Consumers the world-over are familiar with the Coca-Cola brand, the vintage bottle design, popular flavour varieties and Coke’s distribution across bars, supermarkets, kiosks and vending machines. The company’s entry into alcopops in Japan demonstrates how global brands recognise opportunities in local markets and modify their marketing strategy in order to satisfy local consumer behaviour, fend-off local competition and leverage local sales potential.

The intrigue now is to what extent Coca-Cola will leverage its Japanese experimentation and seek to provide alcohol-based mixed products on a more global scale… vodka and Coke, rum and Coke, etc. Coca-Cola would, after all, only be bringing to market product lines that bar tenders and consumers already mix for themselves.  I am reminded about the visible stress and anxiety in the eyes of those Red Bull managers, faced with hugely attractive potential sales volumes but struggling to square the inevitable ethical concerns, cultural clashes, regulatory pressures, media probing and possible consumer backlash associated with such a move into producing alcohol-based product lines.

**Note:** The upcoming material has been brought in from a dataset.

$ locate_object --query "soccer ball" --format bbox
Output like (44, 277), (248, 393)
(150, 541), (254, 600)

Coke’s alcopop launch in Japan cannot have been an easy decision. It must be one now causing its bosses in Atlanta all sorts of mixed emotions. If Coke’s brand extension stretches further in this direction, it will cause many others mixed emotions, too.  Should Coca-Cola bring ready-mixed alcohol-based products to other regions and markets? The ethical dilemmas facing brands seeking continual sales growth and searching for a competitive edge are considerable.

Sources: “Coca-Cola to launch alcoholic drink in Japan”, Financial Times, March 7 2018; Coca-Cola plans to launch its first alcoholic drink”, BBC News, March 7 2018; “COCA-HOL. What is Chu-Hi, what’s the Coca Cola alcoholic drink and is it available in the UK?”, The Sun online, March 7 2018.